What is a Writ of Coram Nobis? What is Required in It?

A petition for writ of error coram nobis, as provided at Penal Code § 1265(a), is often thought of as a motion to vacate a judgment.  Many coram nobis writs deal with improperly obtained guilty pleas.  It does this by a request for the judge to reconsider a verdict when:
  1. Some fact existed that, without any fault or negligence by the defendant, was not presented to the court at or before trial and that if presented would have prevented the rendition of the judgment;
  2. This newly discovered fact must not go to the merits of the issues tried; and
  3. This fact must be one that could not in the exercise of due diligence have been discovered earlier.
People v.
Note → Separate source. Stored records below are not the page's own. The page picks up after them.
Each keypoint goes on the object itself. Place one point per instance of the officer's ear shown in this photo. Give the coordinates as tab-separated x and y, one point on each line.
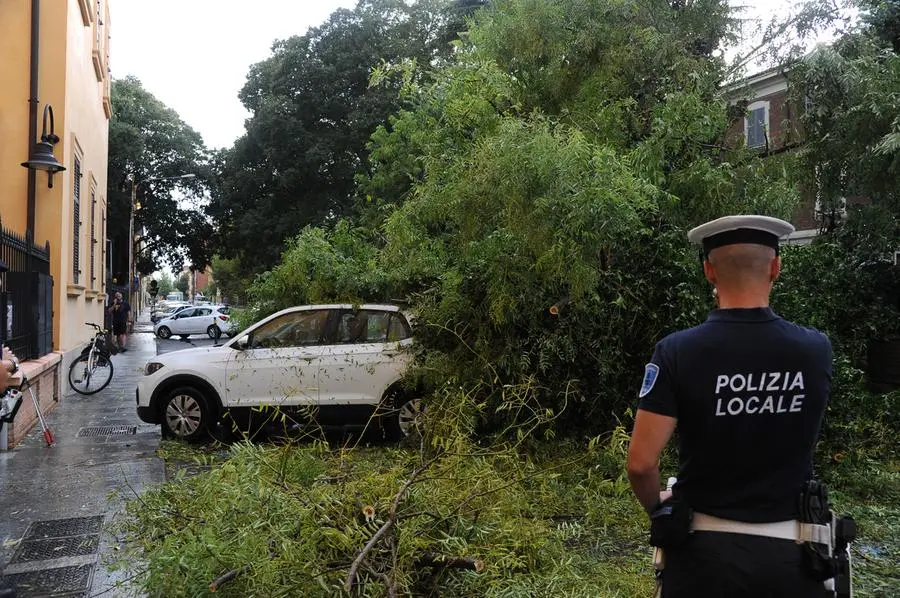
775	268
709	271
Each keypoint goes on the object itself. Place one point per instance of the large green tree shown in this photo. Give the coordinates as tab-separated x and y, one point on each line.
557	160
312	112
149	142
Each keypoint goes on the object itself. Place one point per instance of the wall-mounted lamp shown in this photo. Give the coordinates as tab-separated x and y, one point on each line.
41	156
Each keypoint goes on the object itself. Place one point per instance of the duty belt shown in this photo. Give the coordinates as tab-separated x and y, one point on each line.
786	530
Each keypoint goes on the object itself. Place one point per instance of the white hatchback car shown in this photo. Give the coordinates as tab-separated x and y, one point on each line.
338	364
212	320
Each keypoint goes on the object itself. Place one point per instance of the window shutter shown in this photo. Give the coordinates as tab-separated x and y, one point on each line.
76	224
93	233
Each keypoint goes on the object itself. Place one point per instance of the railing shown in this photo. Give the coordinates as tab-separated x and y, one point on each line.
26	300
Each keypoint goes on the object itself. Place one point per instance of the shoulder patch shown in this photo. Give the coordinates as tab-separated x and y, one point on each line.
651	372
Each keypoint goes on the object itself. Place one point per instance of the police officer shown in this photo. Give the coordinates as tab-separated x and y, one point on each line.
747	391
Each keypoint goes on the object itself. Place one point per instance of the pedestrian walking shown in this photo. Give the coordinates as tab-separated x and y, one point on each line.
747	391
120	312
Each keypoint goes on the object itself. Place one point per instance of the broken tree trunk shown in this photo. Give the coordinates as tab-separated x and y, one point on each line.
430	559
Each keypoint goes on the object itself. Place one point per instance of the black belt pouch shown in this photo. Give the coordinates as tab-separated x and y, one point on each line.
670	523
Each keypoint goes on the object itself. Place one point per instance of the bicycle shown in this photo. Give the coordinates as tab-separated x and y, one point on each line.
93	366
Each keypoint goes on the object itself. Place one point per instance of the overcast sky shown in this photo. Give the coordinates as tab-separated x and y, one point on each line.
194	55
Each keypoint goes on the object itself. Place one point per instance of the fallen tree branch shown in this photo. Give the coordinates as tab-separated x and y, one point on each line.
386	527
451	562
226	577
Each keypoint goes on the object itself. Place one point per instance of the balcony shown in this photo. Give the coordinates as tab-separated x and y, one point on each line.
107	105
99	67
86	12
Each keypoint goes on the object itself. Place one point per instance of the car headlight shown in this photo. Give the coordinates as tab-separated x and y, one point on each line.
152	367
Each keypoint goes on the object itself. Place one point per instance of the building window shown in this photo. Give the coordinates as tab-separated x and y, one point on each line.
756	125
93	233
76	223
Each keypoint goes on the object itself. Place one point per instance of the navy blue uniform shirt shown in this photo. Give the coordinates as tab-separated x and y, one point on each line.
749	390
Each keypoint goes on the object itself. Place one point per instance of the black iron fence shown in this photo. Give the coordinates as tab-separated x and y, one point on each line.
26	300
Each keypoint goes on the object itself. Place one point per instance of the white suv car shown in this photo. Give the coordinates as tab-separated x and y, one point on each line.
340	363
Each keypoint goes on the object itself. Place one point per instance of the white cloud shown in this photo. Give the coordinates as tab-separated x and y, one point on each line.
194	55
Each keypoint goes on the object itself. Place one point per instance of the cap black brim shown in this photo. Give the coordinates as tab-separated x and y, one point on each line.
740	235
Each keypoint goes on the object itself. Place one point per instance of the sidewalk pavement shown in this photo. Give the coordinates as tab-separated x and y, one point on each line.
60	496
Shipman (1965) 62 Cal.2d 226, 230; see also People v. Vasilyan (2009) 174 Cal.App.4th 443, 453.

The standard for review appears to be de novo, not for an abuse of discretion.  People v. Welch (1964) 61 Cal.2d 786, 794-795, People v. Brady (1973) 30 Cal.App.3d 81, 86; and People v. Kennedy (1953) 116 Cal.App.2d 273, 274.  This means the court reviews the arguments made and the merits of the argument already made from the beginning, with a blank slate (“tabla rosa”).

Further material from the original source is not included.